Zurich Insurance kommt bei Naturkatastrophen gut davon

Subressort
Aktualisiert
Lesezeit
3 min
Betriebsgewinn stieg 2025 um 14 Prozent auf fast 8,9 Mrd. Dollar
 © APA/APA/AFP/FABRICE COFFRINI
©APA/APA/AFP/FABRICE COFFRINI
  1. home
  2. Aktuell
  3. Nachrichtenfeed
Der Schweizer Versicherer Zurich hat das Jahr 2025 mit Rekordergebnissen abgeschlossen. Ein Grund dafür war die geringe Schadenlast aus Naturkatastrophen im Vergleich zu früheren Jahren. Konzernchef Mario Greco erklärte dies mit der Vorsicht des Konzerns beim Abschluss entsprechender Versicherungsverträge: "Das zahlt sich aus." Im abgelaufenen Jahr waren die Gewinne auf Rekordhoch.

von

Das Betriebsergebnis des Konzerns wuchs gegenüber dem Jahr davor um 14 Prozent auf knapp 8,9 Mrd. US-Dollar (7,5 Mrd. Euro). Der Überschuss legte um 17 Prozent auf 6,8 Mrd. Dollar zu, wie der Konzern bekanntgab. Beide Werte erreichten Rekordhöhen. Zudem übertraf der Konzern die durchschnittlichen Erwartungen von Analysten.

Die Aktionäre sollen eine Dividende von 30 Franken (32,88 Euro) je Aktie erhalten, um zwei Franken mehr als ein Jahr zuvor. Für die Zurich-Aktie ging es jedoch trotz der überraschend guten Zahlen um knapp 1 Prozent abwärts.

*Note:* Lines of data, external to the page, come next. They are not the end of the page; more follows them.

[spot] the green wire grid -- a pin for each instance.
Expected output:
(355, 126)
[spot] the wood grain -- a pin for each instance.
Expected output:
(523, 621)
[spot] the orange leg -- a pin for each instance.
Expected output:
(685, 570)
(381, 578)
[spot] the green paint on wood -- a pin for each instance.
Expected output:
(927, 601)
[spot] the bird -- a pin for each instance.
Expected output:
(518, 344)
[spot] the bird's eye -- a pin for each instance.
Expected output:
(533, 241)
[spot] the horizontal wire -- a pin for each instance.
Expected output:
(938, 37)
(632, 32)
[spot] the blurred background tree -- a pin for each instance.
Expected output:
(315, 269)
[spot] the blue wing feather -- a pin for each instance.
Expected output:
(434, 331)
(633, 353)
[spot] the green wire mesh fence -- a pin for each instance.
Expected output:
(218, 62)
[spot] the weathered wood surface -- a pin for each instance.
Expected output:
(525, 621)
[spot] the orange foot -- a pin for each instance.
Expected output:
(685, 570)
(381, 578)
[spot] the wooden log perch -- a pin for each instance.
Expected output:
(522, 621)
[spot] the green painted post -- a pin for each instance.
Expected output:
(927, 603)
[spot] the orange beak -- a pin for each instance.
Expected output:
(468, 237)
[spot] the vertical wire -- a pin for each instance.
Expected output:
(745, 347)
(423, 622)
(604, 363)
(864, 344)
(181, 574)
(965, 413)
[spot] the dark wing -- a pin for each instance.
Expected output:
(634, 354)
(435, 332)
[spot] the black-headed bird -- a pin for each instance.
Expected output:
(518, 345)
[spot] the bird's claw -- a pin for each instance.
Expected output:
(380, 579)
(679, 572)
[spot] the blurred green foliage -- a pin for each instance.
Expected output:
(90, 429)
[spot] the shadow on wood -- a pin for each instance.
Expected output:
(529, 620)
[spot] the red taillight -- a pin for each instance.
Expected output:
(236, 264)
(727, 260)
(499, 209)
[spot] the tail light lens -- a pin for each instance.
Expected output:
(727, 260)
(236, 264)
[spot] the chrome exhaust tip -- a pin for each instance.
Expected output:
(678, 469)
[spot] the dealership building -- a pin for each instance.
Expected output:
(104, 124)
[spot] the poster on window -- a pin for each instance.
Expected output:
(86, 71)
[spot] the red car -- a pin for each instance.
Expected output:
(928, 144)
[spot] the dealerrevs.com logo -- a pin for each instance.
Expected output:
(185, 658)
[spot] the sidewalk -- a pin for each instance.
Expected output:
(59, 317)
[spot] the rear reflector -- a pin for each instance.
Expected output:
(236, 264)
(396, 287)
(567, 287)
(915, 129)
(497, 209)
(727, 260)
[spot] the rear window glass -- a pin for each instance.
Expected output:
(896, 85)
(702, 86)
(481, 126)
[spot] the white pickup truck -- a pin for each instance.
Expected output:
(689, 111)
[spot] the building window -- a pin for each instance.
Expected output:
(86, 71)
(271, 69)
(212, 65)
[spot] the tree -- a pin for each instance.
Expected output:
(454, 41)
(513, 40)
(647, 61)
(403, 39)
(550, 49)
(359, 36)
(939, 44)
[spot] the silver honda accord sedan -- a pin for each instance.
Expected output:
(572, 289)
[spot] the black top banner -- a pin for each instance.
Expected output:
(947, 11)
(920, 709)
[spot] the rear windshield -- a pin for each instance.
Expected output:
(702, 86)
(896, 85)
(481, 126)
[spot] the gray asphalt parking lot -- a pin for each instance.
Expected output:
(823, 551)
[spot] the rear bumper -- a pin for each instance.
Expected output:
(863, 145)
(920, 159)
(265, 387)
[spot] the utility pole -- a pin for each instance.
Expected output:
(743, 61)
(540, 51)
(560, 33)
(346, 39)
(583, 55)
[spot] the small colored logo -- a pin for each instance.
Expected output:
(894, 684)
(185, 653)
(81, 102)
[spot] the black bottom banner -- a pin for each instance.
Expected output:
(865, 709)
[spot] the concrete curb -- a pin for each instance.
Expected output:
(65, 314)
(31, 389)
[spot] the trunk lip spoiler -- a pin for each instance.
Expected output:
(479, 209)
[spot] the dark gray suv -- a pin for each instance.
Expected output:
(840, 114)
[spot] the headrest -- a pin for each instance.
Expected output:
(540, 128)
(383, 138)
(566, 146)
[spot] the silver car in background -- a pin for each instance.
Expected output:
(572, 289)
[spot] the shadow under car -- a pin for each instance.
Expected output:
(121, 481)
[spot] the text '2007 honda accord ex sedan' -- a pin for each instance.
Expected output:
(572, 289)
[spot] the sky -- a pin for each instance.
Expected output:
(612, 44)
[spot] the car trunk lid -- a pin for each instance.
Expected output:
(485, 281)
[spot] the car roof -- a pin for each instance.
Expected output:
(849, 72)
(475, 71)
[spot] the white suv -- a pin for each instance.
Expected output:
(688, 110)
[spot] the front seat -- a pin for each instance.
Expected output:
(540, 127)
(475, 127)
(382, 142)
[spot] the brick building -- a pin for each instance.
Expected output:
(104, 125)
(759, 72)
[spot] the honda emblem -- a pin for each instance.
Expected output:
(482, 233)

"Das Resultat verdeutlicht, dass wir auf sehr gutem Weg sind, unsere Ziele für 2027 zu erreichen oder sogar zu übertreffen", sagte Greco. So soll der Gewinn je Aktie (EPS) im jährlichen Schnitt um mehr als 9 Prozent wachsen.

Im abgelaufenen Jahr schnitt Zurich im Schaden- und Unfallgeschäft besser ab als im Vorjahr und konnte den Schaden-Kosten-Satz um 1,6 Prozentpunkte auf 92,6 Prozent senken.

Das teuerste Katastrophenereignis waren 2025 die Waldbrände in Kalifornien, die zu Jahresbeginn weite Teile von Los Angeles verwüstetet hatten. Nach Schätzungen aus der Branche mussten Versicherer dafür insgesamt 40 Mrd. US-Dollar an Schäden schultern. Zurich ist in den USA stark vertreten und hatte für sich ursprünglich eine Belastung von 200 Mio. Dollar veranschlagt. "Diese Belastung konnten wir auf 150 Millionen senken", sagte Finanzchefin Claudia Cordioli nun.

Zu keinen größeren Belastungen dürften bei Zurich laut Cordioli die jüngsten Winterstürme in den USA mit der folgenden Kältewelle geführt haben. Was die Sturmereignisse und Überschwemmungen vom Jänner und Februar in Portugal, Frankreich oder Italien betrifft, sei es indes noch zu früh, um Angaben zu machen.

Derzeit arbeitet Zurich an der Übernahme des britischen Spezialversicherers Beazley. Anfang Februar legten die Schweizer mehr Geld auf den Tisch und erhielten im Gegenzug die Unterstützung des Verwaltungsrats von Beazley. Das jüngste Gebot bewerte den Spezialversicherer mit rund 8 Mrd. britischen Pfund (9,2 Mrd. Euro), hieß es weiter.